Among the defects he remarked in the old Confederation was what he called “want of guaranty to the States of their constitutions and laws against internal violence.” In showing why this guaranty was needed, he says, that, “according to republican theory, right and power, being both vested in the majority, are held to be synonymous; according to fact and experience, a minority may, in an appeal to force, be an overmatch for the majority”; and he then adds, in words of wonderful prescience, “Where Slavery exists, the republican theory becomes still more fallacious.”[209] This was written in April, 1787, before the meeting of the Convention that formed the National Constitution. Here is the origin of the very clause in question. The danger which this statesman foresaw is now upon us.

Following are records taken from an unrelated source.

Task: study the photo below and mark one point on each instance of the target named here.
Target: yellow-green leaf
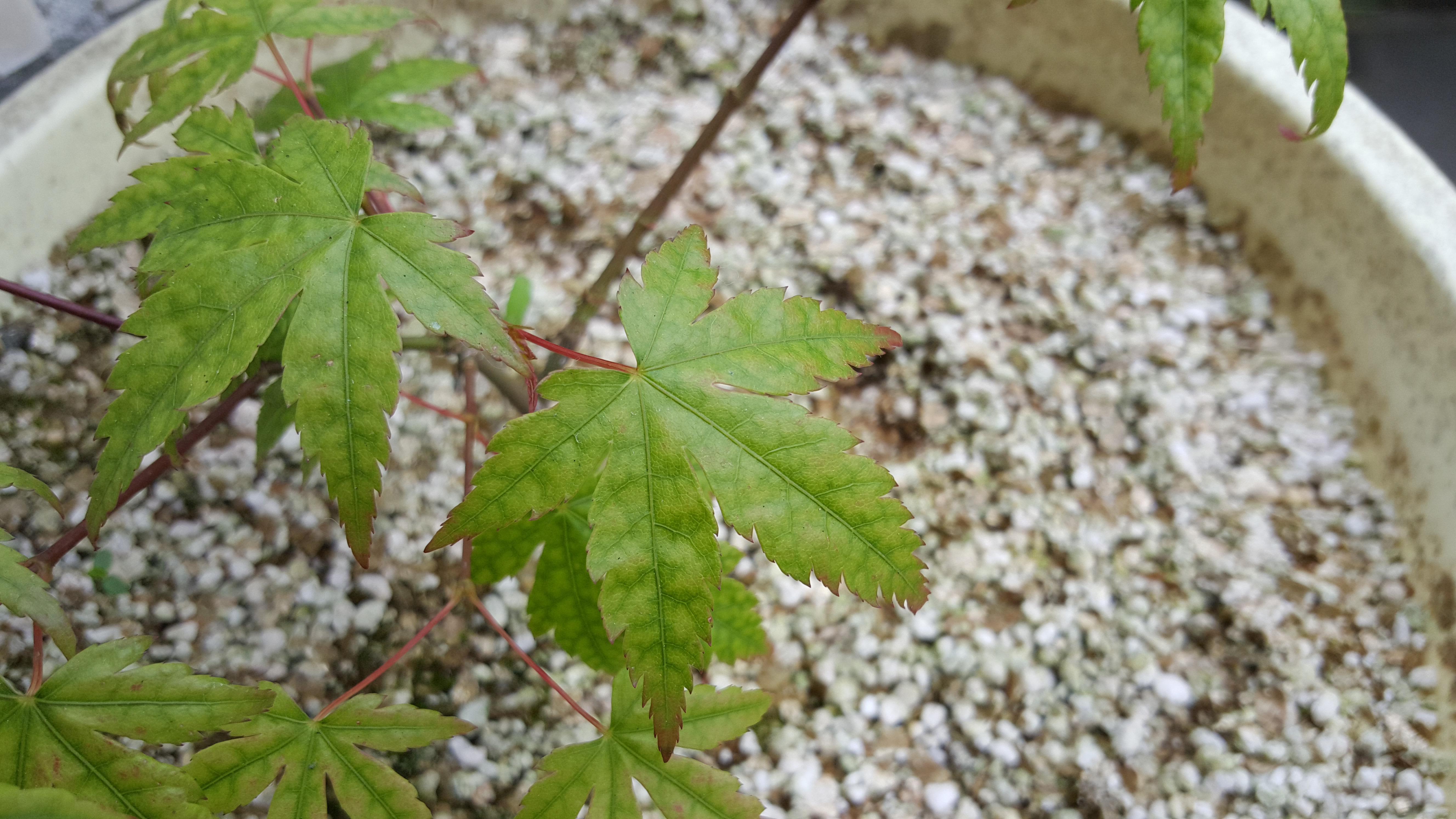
(1317, 36)
(777, 473)
(602, 772)
(237, 250)
(1183, 40)
(191, 58)
(59, 738)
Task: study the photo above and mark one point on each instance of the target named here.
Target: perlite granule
(1161, 585)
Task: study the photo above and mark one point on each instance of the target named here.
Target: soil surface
(1161, 585)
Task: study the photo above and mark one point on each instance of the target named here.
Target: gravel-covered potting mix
(1161, 585)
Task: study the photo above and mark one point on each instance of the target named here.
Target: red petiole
(532, 664)
(573, 355)
(394, 659)
(289, 82)
(465, 419)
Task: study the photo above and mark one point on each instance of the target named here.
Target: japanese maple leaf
(564, 597)
(603, 770)
(49, 804)
(778, 474)
(57, 738)
(312, 751)
(235, 250)
(191, 58)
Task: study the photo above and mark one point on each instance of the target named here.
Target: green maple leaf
(237, 250)
(312, 751)
(1317, 34)
(191, 58)
(274, 419)
(603, 770)
(137, 211)
(1183, 40)
(356, 89)
(565, 597)
(22, 591)
(49, 804)
(56, 740)
(737, 626)
(777, 473)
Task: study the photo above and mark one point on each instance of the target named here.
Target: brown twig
(503, 380)
(57, 304)
(290, 82)
(392, 659)
(596, 295)
(270, 75)
(472, 428)
(158, 467)
(532, 664)
(37, 659)
(308, 69)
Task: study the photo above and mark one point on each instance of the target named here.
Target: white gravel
(1161, 585)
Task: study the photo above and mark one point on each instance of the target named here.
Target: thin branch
(472, 428)
(465, 419)
(155, 470)
(308, 69)
(65, 305)
(271, 76)
(576, 356)
(394, 659)
(289, 81)
(503, 380)
(532, 664)
(596, 295)
(37, 659)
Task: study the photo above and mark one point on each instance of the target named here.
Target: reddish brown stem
(536, 668)
(155, 470)
(308, 68)
(66, 307)
(37, 659)
(627, 248)
(271, 76)
(289, 81)
(467, 419)
(394, 659)
(576, 356)
(468, 455)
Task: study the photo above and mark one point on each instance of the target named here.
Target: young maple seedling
(266, 261)
(777, 473)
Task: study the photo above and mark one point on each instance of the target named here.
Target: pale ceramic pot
(1355, 232)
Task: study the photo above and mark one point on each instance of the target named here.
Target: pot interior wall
(1353, 231)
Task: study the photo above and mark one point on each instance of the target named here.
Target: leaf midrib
(669, 774)
(91, 769)
(783, 477)
(755, 346)
(547, 452)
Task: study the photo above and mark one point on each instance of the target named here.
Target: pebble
(1161, 584)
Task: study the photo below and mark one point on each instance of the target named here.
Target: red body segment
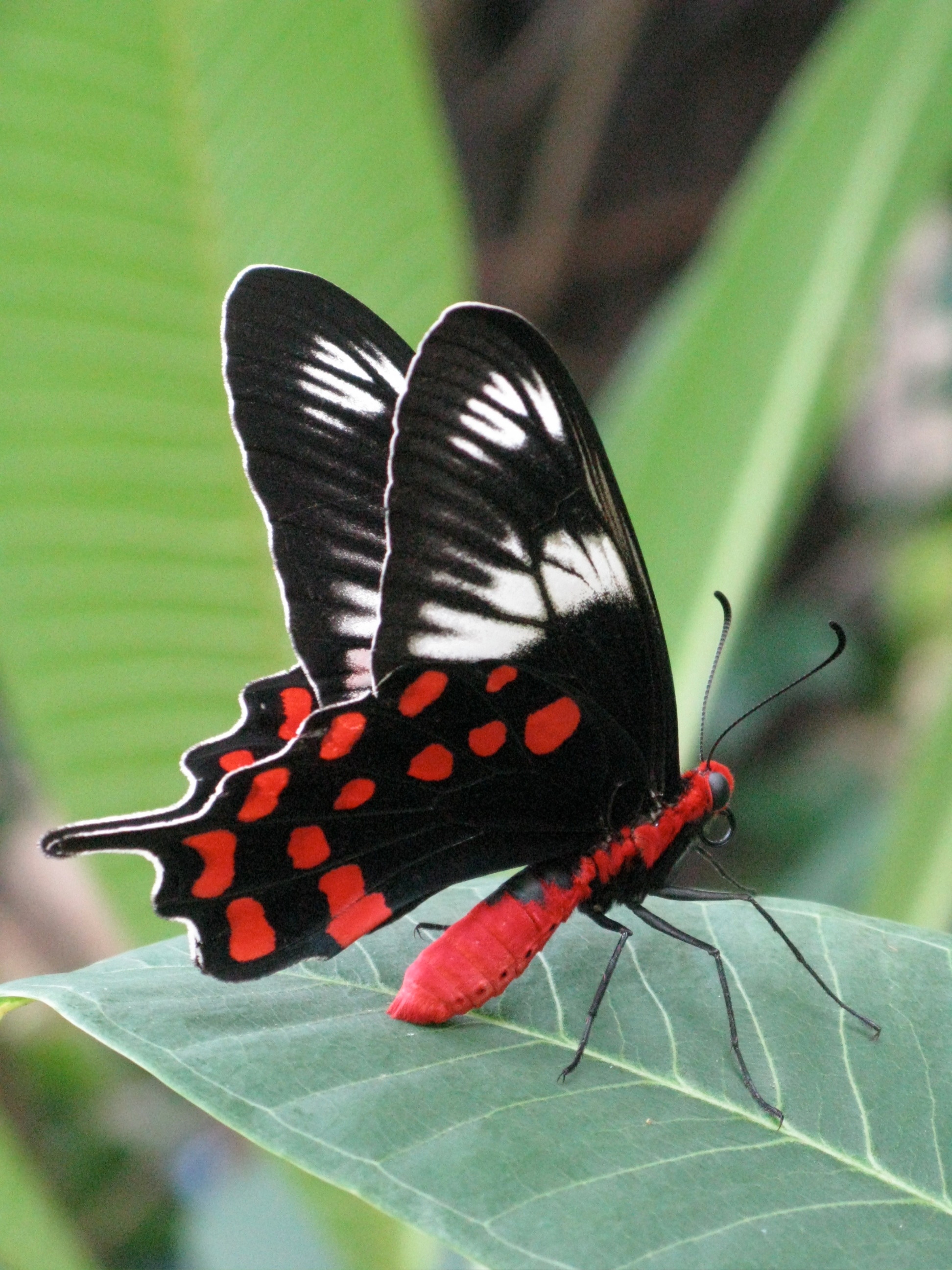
(480, 955)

When a State fails to maintain a republican government, with officers sworn according to requirement of the Constitution, it ceases to be a constitutional State. The very case contemplated by the Constitution has arrived, and the National Government is invested with plenary powers, whether of peace or war. There is nothing in the storehouse of peace, and there is nothing in the arsenal of war, it may not employ in the maintenance of this solemn guaranty, and in the extension of that protection against invasion to which it is pledged. But this extraordinary power carries with it corresponding duty. Whatever shows itself dangerous to a republican form of government must be removed without delay or hesitation; and if the evil be Slavery, our action will be bolder when it is known that the danger was foreseen.
In reviewing these three sources of power, I know not which is most complete. Either is ample alone; but the three together are three times ample. Thus out of this triple fountain, or, if you please, by this triple cord, do I educe the power of Congress over the vacated States.
There are yet other words of the Constitution which cannot be forgotten. “New States may be admitted by the Congress into this Union.” Assuming that the Rebel States are no longer de facto States of this Union, but that the territory occupied by them is within the jurisdiction of Congress, then these words become completely applicable. It is for Congress, in such way as it shall think best, to regulate their return to the Union, whether in time or manner. No special form is prescribed. But the vital act must proceed from Congress. Here again is another testimony to that Congressional power, which, under the Constitution, will restore the Republic.